A aprovação da PEC na Comissão de Constituição e Justiça (CCJ) havia alimentado o otimismo do governo. Contudo, após esse avanço, não houve um empenho efetivo do governo Lula para levar a proposta ao plenário. “Porque, de fato, não haveria votos para essa votação”, acrescentou Larissa.
Por se tratar de uma proposta de emenda à Constituição, o quórum exigido é mais elevado do que o de uma votação ordinária.
De acordo com as fontes ouvidas, o Planalto não conseguiu articular politicamente a aprovação da PEC porque estava concentrado em lidar com outras frentes, especialmente a crise no STF.
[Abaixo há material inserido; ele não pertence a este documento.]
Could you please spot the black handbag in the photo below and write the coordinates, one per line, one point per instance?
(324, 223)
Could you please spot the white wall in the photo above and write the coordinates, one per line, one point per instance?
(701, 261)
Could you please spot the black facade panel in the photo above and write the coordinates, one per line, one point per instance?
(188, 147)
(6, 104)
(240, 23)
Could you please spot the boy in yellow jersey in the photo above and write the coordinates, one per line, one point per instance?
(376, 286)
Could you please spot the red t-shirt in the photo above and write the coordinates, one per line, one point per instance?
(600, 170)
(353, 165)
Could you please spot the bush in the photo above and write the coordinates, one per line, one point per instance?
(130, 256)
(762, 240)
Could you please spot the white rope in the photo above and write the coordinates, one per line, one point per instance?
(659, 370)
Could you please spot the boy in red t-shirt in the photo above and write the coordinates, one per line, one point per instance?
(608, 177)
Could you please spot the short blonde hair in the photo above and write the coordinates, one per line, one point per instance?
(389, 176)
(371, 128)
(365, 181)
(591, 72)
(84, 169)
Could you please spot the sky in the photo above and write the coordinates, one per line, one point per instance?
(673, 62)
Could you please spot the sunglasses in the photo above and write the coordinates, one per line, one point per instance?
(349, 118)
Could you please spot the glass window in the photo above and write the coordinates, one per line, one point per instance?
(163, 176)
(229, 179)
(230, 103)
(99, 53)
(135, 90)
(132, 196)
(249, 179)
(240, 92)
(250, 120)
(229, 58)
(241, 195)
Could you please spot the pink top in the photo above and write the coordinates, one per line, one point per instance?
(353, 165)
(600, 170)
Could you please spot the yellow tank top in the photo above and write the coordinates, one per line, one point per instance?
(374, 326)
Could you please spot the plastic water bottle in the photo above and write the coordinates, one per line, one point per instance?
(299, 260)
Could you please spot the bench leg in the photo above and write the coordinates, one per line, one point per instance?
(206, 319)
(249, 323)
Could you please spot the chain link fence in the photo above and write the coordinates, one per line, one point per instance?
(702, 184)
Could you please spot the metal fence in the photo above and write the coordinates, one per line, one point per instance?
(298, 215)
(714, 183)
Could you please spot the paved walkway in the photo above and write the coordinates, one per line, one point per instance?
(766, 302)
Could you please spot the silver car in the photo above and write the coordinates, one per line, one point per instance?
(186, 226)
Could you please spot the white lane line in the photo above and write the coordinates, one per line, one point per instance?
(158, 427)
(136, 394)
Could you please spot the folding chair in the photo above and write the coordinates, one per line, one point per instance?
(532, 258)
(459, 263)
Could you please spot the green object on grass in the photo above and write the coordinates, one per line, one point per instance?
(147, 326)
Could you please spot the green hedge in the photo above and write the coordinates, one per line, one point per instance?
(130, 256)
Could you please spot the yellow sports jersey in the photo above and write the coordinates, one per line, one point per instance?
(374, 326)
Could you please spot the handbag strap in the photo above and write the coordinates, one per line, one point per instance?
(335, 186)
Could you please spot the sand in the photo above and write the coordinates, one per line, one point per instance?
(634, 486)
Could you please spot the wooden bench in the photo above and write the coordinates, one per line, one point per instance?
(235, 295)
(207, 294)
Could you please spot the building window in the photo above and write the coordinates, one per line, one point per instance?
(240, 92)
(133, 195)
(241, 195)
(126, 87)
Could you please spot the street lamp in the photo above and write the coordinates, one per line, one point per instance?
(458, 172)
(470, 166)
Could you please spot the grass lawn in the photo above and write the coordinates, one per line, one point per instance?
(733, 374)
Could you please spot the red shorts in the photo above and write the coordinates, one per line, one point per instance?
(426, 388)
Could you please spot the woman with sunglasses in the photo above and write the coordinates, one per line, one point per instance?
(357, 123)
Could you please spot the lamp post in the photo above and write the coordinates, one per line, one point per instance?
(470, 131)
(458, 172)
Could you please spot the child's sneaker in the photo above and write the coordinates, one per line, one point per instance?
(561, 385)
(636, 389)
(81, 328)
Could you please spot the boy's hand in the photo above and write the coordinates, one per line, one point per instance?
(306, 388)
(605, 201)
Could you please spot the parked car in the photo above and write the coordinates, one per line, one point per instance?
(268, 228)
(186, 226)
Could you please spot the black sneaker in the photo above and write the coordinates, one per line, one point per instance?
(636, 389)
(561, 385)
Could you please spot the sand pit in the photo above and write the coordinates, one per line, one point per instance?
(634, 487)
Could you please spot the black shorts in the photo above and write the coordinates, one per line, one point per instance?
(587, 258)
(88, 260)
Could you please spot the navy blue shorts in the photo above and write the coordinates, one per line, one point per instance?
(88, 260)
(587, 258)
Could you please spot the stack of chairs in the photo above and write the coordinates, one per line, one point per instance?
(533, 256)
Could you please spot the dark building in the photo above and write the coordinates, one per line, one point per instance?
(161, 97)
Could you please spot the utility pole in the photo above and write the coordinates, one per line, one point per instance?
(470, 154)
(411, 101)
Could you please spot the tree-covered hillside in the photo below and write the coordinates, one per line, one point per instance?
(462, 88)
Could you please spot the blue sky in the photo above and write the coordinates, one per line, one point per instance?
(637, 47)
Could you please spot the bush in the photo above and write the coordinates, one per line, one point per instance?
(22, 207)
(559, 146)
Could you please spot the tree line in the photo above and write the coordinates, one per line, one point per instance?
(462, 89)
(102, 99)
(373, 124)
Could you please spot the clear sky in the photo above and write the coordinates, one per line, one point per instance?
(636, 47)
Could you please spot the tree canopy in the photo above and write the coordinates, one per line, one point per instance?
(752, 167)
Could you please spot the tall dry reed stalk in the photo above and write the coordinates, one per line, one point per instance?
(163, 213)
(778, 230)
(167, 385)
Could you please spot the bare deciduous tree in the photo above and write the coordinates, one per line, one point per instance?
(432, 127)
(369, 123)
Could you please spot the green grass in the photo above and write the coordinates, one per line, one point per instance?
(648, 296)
A oposição, por sua vez, teria aproveitado o cenário favorável para impedir que a proposta sequer fosse colocada em votação no plenário. “Até porque nem o Planalto quis, na ausência de votos”, acrescentou Larissa.
Nesse contexto, Lula foi às redes sociais e, sem citar nomes diretamente, responsabilizou o que chamou de “coordenador de campanha do seu principal adversário” pela articulação contrária à aprovação. “Como se ninguém soubesse que é o Rogério Marinho”, ressaltou Larissa.
Insegurança jurídica
A indefinição sobre a votação gera insegurança jurídica significativa para empresas, que não sabem se precisarão contratar mais funcionários, se haverá aumento de custos trabalhistas ou como planejar investimentos para os próximos anos.
Com o fim do ano se aproximando, companhias já iniciam o processo de elaboração de orçamentos para 2027, e as decisões sobre quadro de pessoal e investimentos ficam condicionadas ao que vier a ser aprovado no Congresso Nacional.
Segundo o analista de Economia Gabriel Monteiro, há uma avaliação no setor produtivo de que o adiamento da discussão para depois do primeiro turno eleitoral poderia ajudar ao permitir um período de transição mais longo.
Setores como o industrial, em especial o de máquinas e equipamentos, alertam que um período de transição muito curto elevaria os custos de forma abrupta, tornando-os ainda menos competitivos frente às importações.
Monteiro ouviu de fontes no setor de máquinas e equipamentos que eles estão competindo com importadores, com quem traz máquinas de fora, e que eles terão um custo maior, mas não conseguirão aumentar o preço porque já enfrentam a competição dessas importações.
Assim, o adiamento da votação, embora dificulte o planejamento para 2027, poderia aliviar a pressão imediata sobre empresas que precisam se adaptar à eventual extinção da escala 6×1 e à adoção da escala 5×2.